Someone asks me what we use for a FOH and monitor console. I tell them a DiGiCo SD8 at FOH and use Roland M-48s for monitors. “OK, great! Thanks!” is often the response. I’m left wondering how that was helpful. If someone were to ask some follow-up questions like, “Are you happy with those consoles?” my responses still wouldn’t necessarily be that useful. Why not? Consider the consoles our new system replaced; a PM5D and an M7. We had Issues with those desks but that was for our context; they really didn't do what we needed them to do. It’s not that they’re inherently bad, they’re just the wrong fit. Unfortunately, they were purchased a few years ago because they were “the industry standard,” not because anyone thought about how they might fit in with what we’re trying to do. I know some people who are perfectly happy with those desks.

I have some good friends who mix on and are big fans of a particular digital console. I love talking with them about those desks and considered it as a replacement for our old setup.

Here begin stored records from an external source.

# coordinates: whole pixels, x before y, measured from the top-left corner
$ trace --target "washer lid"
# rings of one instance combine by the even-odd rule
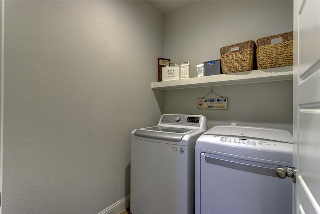
[[[254,126],[216,126],[204,134],[246,137],[293,143],[292,134],[287,130]]]

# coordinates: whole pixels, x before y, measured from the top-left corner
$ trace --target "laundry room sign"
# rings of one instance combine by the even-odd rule
[[[227,109],[228,108],[228,98],[226,97],[198,99],[198,109]]]

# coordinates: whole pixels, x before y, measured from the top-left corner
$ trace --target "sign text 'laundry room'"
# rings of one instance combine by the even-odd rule
[[[226,109],[228,108],[228,98],[226,97],[198,99],[198,109]]]

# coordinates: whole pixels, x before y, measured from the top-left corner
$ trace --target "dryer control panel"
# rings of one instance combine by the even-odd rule
[[[252,139],[244,139],[239,138],[236,137],[218,137],[220,138],[220,142],[228,142],[232,143],[236,143],[239,144],[249,145],[252,146],[266,145],[269,146],[276,146],[277,145],[276,142],[268,141],[266,140]]]

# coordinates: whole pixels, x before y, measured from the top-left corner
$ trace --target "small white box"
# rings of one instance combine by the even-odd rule
[[[198,77],[204,77],[204,64],[199,64],[196,65],[196,71],[198,72]]]
[[[170,66],[174,64],[174,66]],[[180,79],[180,66],[176,63],[169,63],[165,67],[162,67],[162,81],[174,80]]]
[[[189,62],[182,62],[180,66],[180,78],[188,79],[190,77],[190,64]]]

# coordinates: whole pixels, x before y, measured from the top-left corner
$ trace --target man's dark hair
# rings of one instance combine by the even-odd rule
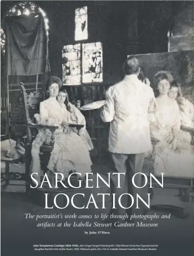
[[[123,65],[123,71],[126,75],[137,74],[139,71],[139,61],[136,57],[127,57]]]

However, another one came into view that was a better fit because it does more of what I want a console to do. This doesn’t mean my friends are wrong or made a bad choice, and it doesn’t mean mine is better. It simply means I’m trying to find the best solution for my church.

So here is my suggestion: When you start looking at new equipment purchases, before you start asking what other churches are using ask yourself some clarifying questions.

What is the mission of our church?

How does this equipment advance that mission?

What do we want this to do?

What problems do we need to solve?

How should this equipment go about it?

What features do we need, and which ones do we not need?

Who will be using it and what is their skill level?

We could go on with a much longer list, but that gets you started. It’s important to develop your context before talking to others. Once you do, you’ll be asking better questions and instead of finding out what another church uses and copying it, you’ll be getting good real-world feedback of how that equipment works, what the support is like and how reliable it is. Then you’ll have some genuinely useful data points. You’ll be much better prepared to make a well-educated decision on which piece of equipment makes the most sense for you. And that’s far more important that finding out what the church down the street is using.

What questions do you ask before making a major equipment purchase?